New York-based software company Unqork, which is developing a no-code platform for enterprise insurance and financial services, today announced that it has finalized its $131 million series B round led by Alphabet investment fund CapitalG. This extends its series B by $51 million and adds to the $81 million Unqork raised in October 2019. Funds and accounts under management by BlackRock participated, along with Aquiline Technology Growth and World Innovation Lab.
CEO Gary Hoberman said this latest round, which brings the three-year-old company’s total raised to over $160 million — following a $22 million series A in April led by Goldman Sachs — will allow it to further sales and marketing efforts and expand its engineering team, as well as supporting partnerships with Deloitte, EY, KPMG, Virtusa, and others. It will also accelerate the momentum of the past year, during which the company increased the size of its workforce by over 170 employees and saw a triple-digit uptick in revenue. And the funds will be used to grow the Unqork community through large-scale events, including No-code on Tour and Unqork Live, the company’s first-ever user conference, held in May in New York City.
“After spending over 20 years in enterprise IT leadership, I can tell you firsthand that the demands on technology leaders have never been more intense,” said Hoberman. “Unqork enables progressive enterprises to quickly create and manage the most sophisticated, industrial-strength software using entirely no-code, visual tools. IT leaders are reporting speeds to deploy value-creating technology over one hundred times faster than traditional coding.
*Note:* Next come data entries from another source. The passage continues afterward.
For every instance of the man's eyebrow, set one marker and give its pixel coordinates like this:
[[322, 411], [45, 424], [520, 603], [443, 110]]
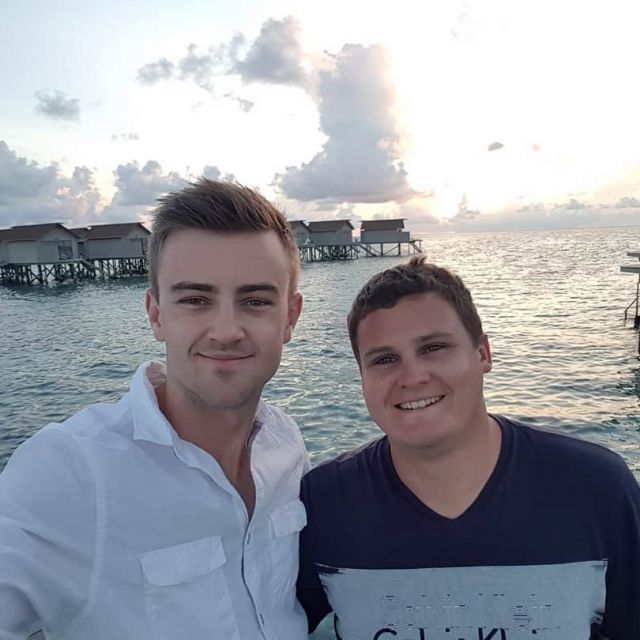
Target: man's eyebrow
[[436, 335], [266, 287], [186, 285]]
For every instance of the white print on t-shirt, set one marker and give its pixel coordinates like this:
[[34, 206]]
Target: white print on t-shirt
[[537, 602]]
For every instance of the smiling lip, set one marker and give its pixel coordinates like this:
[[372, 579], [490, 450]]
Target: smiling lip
[[224, 357], [422, 403]]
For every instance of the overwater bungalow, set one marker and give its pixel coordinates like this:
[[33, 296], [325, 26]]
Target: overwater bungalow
[[300, 230], [49, 243], [331, 232], [112, 241], [389, 230]]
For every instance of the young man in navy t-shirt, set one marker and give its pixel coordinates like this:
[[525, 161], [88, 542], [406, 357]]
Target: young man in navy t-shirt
[[457, 524]]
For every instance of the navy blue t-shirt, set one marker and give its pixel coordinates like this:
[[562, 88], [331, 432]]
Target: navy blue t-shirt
[[550, 549]]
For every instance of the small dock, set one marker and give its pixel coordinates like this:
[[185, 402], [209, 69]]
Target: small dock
[[355, 250], [635, 303], [71, 270], [80, 269]]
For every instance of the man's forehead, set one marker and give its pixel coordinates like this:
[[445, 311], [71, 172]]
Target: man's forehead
[[213, 257]]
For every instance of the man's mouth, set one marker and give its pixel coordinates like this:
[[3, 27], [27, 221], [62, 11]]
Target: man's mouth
[[224, 356], [412, 405]]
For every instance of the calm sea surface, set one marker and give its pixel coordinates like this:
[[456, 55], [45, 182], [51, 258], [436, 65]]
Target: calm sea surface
[[551, 301]]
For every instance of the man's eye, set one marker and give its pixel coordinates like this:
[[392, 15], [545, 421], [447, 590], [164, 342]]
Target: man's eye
[[384, 360], [258, 302]]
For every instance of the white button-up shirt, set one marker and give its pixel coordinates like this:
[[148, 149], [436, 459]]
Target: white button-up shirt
[[112, 527]]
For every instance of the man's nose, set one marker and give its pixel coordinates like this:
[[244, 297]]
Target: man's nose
[[414, 372], [225, 325]]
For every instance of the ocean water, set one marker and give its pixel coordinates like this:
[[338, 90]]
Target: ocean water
[[552, 304]]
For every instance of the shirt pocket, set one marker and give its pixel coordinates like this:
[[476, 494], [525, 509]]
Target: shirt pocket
[[286, 522], [186, 592]]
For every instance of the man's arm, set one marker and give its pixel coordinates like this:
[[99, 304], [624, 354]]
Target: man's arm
[[310, 592], [48, 515], [622, 610]]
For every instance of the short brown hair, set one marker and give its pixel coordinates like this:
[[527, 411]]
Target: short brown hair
[[210, 205], [385, 289]]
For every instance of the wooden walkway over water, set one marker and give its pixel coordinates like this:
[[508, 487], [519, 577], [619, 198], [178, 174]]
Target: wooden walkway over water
[[635, 269], [102, 268]]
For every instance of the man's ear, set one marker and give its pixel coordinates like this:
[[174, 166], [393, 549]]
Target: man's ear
[[293, 313], [153, 311], [484, 349]]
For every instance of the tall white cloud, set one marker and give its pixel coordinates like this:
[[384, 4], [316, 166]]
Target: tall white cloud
[[141, 186], [360, 162], [153, 72], [31, 193], [56, 105], [276, 55]]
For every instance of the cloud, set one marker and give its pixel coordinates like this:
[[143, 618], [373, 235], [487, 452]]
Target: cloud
[[199, 68], [154, 72], [56, 105], [627, 202], [125, 136], [276, 55], [31, 193], [573, 204], [245, 105], [464, 213], [360, 162], [141, 186]]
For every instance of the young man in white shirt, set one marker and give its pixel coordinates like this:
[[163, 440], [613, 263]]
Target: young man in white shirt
[[174, 513]]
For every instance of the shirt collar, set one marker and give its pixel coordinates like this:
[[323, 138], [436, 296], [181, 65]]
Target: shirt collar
[[149, 423]]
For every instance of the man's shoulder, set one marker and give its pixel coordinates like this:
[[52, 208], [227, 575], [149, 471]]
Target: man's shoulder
[[565, 451], [279, 423], [351, 467], [96, 425]]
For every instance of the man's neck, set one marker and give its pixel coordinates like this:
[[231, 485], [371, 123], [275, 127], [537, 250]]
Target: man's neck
[[448, 479], [225, 435]]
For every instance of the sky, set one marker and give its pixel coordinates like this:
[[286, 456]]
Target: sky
[[457, 116]]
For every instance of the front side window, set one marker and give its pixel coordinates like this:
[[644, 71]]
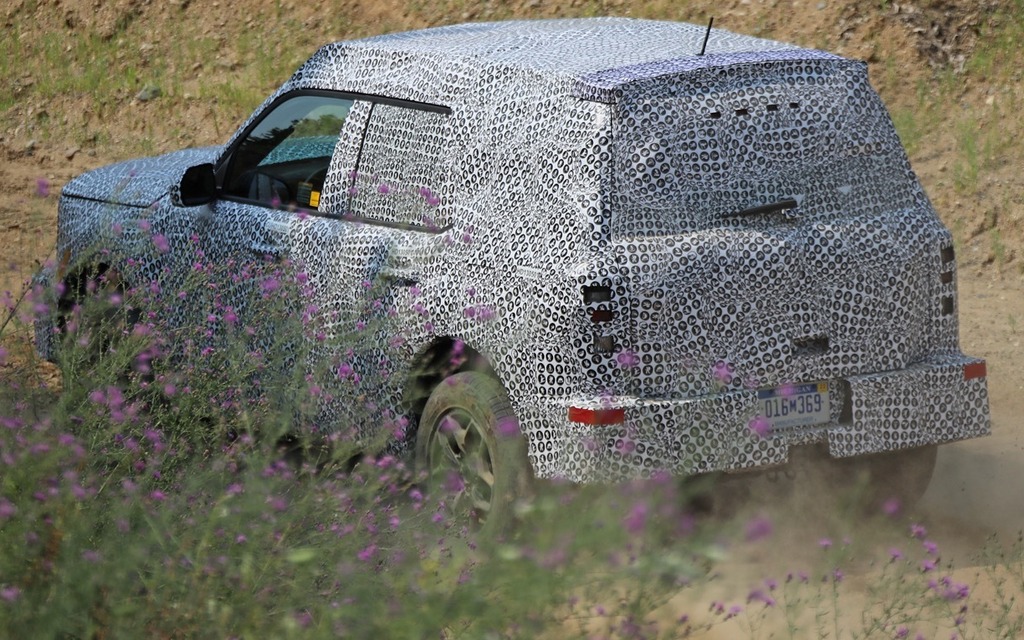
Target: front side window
[[284, 159]]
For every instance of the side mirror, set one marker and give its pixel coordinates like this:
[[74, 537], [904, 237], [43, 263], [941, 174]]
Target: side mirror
[[198, 186]]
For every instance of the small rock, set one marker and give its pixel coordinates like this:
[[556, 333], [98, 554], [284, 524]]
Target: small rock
[[147, 93]]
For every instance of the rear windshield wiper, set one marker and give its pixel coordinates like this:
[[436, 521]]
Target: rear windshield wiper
[[781, 206]]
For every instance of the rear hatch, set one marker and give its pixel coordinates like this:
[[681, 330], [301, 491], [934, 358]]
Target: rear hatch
[[770, 230]]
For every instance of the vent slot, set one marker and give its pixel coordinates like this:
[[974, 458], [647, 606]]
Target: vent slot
[[596, 294], [810, 345]]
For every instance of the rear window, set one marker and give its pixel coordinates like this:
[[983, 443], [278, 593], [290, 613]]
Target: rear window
[[722, 140]]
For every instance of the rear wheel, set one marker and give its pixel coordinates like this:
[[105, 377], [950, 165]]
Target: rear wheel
[[472, 452]]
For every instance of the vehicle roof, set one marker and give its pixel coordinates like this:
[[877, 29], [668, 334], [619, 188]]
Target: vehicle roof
[[601, 53]]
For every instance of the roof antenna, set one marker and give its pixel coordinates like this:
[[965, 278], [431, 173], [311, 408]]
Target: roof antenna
[[704, 46]]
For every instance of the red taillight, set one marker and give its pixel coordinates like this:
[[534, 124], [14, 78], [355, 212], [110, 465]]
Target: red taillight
[[974, 370], [597, 416]]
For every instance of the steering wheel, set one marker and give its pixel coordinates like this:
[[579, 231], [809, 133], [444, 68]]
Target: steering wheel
[[266, 188]]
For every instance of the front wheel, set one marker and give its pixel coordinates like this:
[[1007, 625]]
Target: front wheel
[[472, 452]]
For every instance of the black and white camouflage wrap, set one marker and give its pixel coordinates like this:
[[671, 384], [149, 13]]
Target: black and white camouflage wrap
[[605, 153]]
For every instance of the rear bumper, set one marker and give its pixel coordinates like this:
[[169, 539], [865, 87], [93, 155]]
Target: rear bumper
[[938, 400]]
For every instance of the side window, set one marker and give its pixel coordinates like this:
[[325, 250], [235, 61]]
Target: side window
[[284, 160], [400, 167]]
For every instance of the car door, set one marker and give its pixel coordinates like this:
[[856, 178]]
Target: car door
[[370, 255], [295, 161]]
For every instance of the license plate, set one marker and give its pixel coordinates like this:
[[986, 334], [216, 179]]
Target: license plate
[[796, 406]]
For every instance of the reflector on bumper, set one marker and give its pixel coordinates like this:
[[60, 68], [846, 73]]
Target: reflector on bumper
[[597, 416]]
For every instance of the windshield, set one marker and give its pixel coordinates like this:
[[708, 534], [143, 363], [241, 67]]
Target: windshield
[[285, 158]]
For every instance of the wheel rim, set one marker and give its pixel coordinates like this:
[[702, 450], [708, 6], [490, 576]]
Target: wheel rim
[[461, 463]]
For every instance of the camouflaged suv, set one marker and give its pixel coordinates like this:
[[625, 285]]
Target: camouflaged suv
[[647, 258]]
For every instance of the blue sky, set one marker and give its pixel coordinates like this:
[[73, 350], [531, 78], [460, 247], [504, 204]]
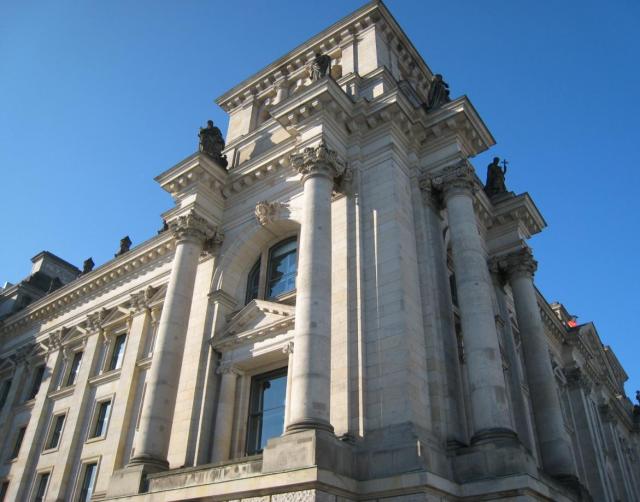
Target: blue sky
[[96, 98]]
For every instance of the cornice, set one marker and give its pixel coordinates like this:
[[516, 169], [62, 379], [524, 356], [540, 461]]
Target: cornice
[[92, 283]]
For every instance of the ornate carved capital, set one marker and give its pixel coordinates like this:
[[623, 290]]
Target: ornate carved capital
[[191, 227], [460, 177], [576, 379], [228, 368], [318, 161], [267, 212]]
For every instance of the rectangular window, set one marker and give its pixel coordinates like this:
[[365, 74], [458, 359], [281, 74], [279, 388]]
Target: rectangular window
[[4, 392], [56, 432], [73, 369], [88, 482], [17, 444], [41, 487], [102, 419], [266, 409], [38, 374], [118, 352]]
This latest funding round provides us with the resources needed to continue empowering these organizations to scale their businesses.”
Unqork provides a cloud-hosted development platform with a drag-and-drop interface that enables customers like John Hancock, Goldman Sachs, Careerwise, Prudential, Manulife, Liberty Mutual, HSBC, Pacific Life, and Maimonides Medical Center to build apps quickly and cost-effectively. Its front end and back end — which can be deployed to single-tenant, cloud-agnostic environments like Amazon Web Services, Google Cloud Platform, and Microsoft’s Azure — collate rules, workflows, and databases to support a range of integrations and data operations and to pull in data directly from trusted sources for real-time use.
To date, Unqork’s insurance, financial, and real estate clients have deployed programs that digitize and check for errors in paper applications on the fly, and apps that handle common servicing tasks like beneficiary updates, claims notifications, dynamic contract structuring, document generation, and contractor outreach. Liberty Mutual, an early adopter, says it has made significant internal investments in the platform, training large teams of creators to build applications in Unqork.
“We can say firsthand that Unqork is changing the way the financial services industry thinks about enterprise technology and how it gets built,” said Goldman Sachs merchant banking VP Sarah Shenton. “Time and time, again we see the power of the Unqork platform turn skeptical IT leaders into true believers.”
Research and Markets anticipates the global low- and no-code market will grow from $2.34 billion in 2017 to $27.23 billion in 2022, and Unqork (along with sometime rival Tulip) appears to be riding the wave pretty successfully. Recurring revenue over the past 12 months stayed steady at a triple-digit rate, driven by what the company characterized as “significant” new customer acquisition and existing customer retention. Moreover, Unqork grew from 30 employees at the beginning of this year to over 300 today, and it recently moved into its fourth office in 18 months — this one off New York’s Union Square.
“No-code in the enterprise has gained massive traction, thanks largely to Unqork’s adoption at the most complex organizations,” said CapitalG general partner Laela Sturdy. “This round is further proof that Unqork has the product, team, and customer demand to continue to change the economics of enterprise IT.”